My own contribution to the discussion was merely to point out why learning theory predicts that people would be less likely to become addicted to snus than to cigarettes, but why it is fairly easy to move to snus from the poison sticks. The amount of nicotine that appears in the blood is roughly the same for both, but the rise time is much faster for smoking. This makes the "credit assignment problem" of learning systems easier - making the association between the action (smoking) and the reinforcement becomes much easier even with a small decrease in the time. The brain learns more from time differences than absolute values. The maintenance of the addiction is then caused by the total amount of nicotine (which causes the cholinergic systems to make more nicotinergic receptors). Nicotine is a learning enhancer, and this is usually the problem. It would be nice to have a less addictive learning enhancer with as well documented effect. Here is by the way the Hayek connection: addiction is simply mis-learning. We create spontaneous orders in our brains that are self-destructive.

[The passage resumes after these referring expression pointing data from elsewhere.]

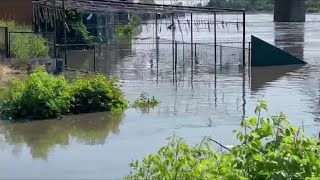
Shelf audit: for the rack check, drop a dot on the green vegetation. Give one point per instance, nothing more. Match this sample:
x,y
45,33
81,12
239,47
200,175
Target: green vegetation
x,y
96,94
129,28
258,5
24,46
269,148
44,96
144,102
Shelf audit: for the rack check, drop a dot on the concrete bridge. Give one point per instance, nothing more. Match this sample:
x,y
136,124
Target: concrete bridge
x,y
290,11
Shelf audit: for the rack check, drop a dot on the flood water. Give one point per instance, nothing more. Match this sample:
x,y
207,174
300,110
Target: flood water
x,y
211,103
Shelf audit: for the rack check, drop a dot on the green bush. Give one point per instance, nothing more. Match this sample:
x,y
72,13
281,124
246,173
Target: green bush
x,y
269,148
44,96
39,96
96,94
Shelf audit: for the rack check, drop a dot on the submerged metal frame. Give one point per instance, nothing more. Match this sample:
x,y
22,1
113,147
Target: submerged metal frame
x,y
129,7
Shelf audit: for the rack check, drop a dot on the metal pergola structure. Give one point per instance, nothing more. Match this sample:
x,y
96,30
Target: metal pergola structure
x,y
129,7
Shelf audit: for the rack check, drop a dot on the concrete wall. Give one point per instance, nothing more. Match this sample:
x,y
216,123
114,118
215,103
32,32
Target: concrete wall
x,y
290,11
17,10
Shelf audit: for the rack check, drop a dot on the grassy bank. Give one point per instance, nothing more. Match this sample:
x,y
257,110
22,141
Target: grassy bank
x,y
44,96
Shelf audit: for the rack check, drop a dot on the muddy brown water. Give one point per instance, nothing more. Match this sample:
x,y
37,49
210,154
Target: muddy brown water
x,y
101,145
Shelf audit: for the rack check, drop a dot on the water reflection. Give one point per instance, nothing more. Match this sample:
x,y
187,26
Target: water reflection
x,y
42,136
261,76
290,37
102,58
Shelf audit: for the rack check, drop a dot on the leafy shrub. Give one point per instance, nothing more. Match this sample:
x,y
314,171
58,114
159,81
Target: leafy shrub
x,y
269,148
39,96
144,102
128,29
96,94
44,96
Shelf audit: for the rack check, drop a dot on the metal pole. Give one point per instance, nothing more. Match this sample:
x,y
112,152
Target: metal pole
x,y
195,52
191,42
244,40
6,42
64,32
9,45
249,55
55,28
173,41
176,57
46,19
94,58
220,55
157,48
215,39
157,39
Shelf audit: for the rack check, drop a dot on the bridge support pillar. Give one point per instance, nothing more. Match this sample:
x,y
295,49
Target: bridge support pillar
x,y
290,11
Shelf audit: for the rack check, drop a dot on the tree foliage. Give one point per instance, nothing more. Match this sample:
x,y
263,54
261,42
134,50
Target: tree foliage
x,y
44,96
258,5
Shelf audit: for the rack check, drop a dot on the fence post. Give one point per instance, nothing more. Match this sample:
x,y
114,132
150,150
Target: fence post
x,y
244,40
94,58
195,52
215,39
176,57
173,41
6,42
220,55
191,42
64,31
249,55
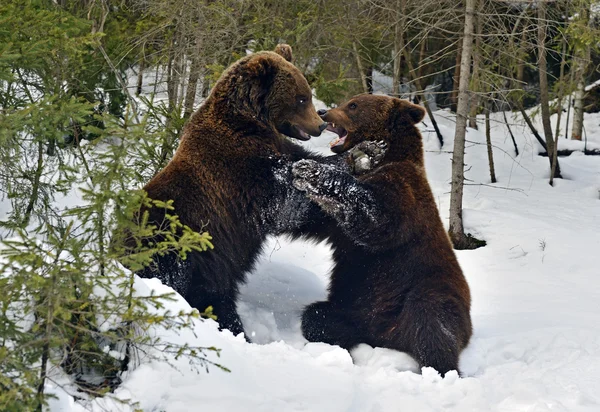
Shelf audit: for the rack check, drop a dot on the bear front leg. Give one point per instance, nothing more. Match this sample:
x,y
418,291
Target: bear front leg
x,y
224,308
352,203
322,322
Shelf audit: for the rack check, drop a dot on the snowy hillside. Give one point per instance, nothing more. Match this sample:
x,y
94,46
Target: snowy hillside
x,y
536,306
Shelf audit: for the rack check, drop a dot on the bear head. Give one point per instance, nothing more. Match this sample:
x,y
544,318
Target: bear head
x,y
266,88
368,117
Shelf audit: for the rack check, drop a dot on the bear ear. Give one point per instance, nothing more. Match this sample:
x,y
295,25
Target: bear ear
x,y
402,112
417,113
285,51
254,84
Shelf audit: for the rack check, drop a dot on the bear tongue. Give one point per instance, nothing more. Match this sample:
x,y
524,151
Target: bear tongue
x,y
338,141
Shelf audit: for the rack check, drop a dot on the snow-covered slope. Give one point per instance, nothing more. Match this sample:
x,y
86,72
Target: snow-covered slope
x,y
536,307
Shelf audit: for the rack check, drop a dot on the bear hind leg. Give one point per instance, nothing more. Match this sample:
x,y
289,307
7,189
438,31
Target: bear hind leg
x,y
323,322
224,308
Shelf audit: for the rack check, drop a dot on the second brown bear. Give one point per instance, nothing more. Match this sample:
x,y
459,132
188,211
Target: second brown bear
x,y
396,282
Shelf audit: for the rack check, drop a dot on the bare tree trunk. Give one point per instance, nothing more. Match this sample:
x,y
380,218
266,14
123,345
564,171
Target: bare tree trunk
x,y
419,85
361,71
582,58
398,45
190,93
561,88
544,95
140,80
571,76
488,140
457,70
532,127
370,78
456,229
512,136
475,77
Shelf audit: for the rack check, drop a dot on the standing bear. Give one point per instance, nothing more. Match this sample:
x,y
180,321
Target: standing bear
x,y
231,176
396,281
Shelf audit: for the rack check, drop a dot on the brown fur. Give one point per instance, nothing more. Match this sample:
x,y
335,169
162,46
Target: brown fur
x,y
396,281
231,176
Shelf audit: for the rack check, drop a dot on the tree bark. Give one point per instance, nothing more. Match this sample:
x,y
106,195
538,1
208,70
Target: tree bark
x,y
544,94
475,77
419,85
561,88
140,79
488,140
361,71
582,58
457,70
398,45
456,229
190,93
512,136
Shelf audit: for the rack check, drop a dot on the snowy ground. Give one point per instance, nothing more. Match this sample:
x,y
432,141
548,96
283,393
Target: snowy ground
x,y
536,306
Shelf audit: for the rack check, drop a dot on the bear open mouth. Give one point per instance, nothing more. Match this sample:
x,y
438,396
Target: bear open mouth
x,y
303,134
340,131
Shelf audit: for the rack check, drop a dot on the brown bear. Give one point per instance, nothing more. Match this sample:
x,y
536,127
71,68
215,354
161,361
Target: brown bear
x,y
396,281
231,176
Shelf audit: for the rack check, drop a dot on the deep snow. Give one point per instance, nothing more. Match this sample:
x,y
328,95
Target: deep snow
x,y
536,306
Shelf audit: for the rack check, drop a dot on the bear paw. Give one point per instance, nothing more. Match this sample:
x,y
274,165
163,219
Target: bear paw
x,y
366,155
306,175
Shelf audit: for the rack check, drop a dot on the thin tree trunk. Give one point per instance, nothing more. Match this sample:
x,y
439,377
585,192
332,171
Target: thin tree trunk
x,y
582,58
190,93
578,99
561,87
571,75
398,45
457,70
35,190
532,127
488,140
544,94
456,229
140,80
419,85
512,136
359,65
475,77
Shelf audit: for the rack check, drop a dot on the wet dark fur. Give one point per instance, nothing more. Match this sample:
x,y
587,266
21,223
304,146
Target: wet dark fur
x,y
231,176
396,281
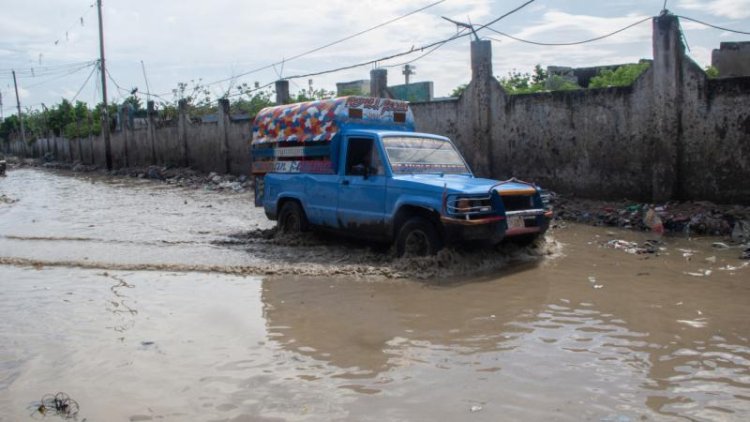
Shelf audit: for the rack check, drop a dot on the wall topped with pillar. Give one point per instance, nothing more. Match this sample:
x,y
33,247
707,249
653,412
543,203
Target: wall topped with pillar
x,y
673,134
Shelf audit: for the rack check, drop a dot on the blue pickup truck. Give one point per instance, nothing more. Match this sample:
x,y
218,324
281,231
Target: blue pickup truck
x,y
355,165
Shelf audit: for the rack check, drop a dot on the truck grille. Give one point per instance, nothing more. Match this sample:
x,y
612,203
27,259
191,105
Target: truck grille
x,y
518,202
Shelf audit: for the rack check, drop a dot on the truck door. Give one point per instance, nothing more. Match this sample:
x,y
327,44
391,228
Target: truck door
x,y
361,196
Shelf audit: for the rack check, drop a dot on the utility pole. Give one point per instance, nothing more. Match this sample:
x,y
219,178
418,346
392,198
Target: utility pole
x,y
148,90
18,103
408,71
105,112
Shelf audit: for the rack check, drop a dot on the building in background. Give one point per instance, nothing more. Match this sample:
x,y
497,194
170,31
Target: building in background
x,y
732,59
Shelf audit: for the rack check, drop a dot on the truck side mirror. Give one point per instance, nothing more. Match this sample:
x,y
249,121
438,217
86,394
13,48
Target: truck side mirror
x,y
359,170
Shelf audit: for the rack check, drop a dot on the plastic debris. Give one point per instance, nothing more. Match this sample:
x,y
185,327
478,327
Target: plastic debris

Dr Kunze pointed out that most nicotine replacement therapies doesn't work unless they are heavily supervised. Maybe a nicotine vaccine could help, but the ethical issues involved are problematic (it can only be tested on addicts, but would likely work best on non-users - and be a terrible temptation to government busybodies seeking to limit unhealthy behavior). But it is clear that we need new approaches to get out of addiction. Personally I believe a better understanding of the neurochemistry of memory and conditioning will enable us to use medicines to treat addiction within a not too far future. There already exist some tentative experimental drugs that lessen the risk of relapses by acting on the amygdala pathways.

During the lunch afterwards I entertained happily shocked participants with explanations of how snus is actually used. It made me realize that I do indeed come from a northern barbaric country.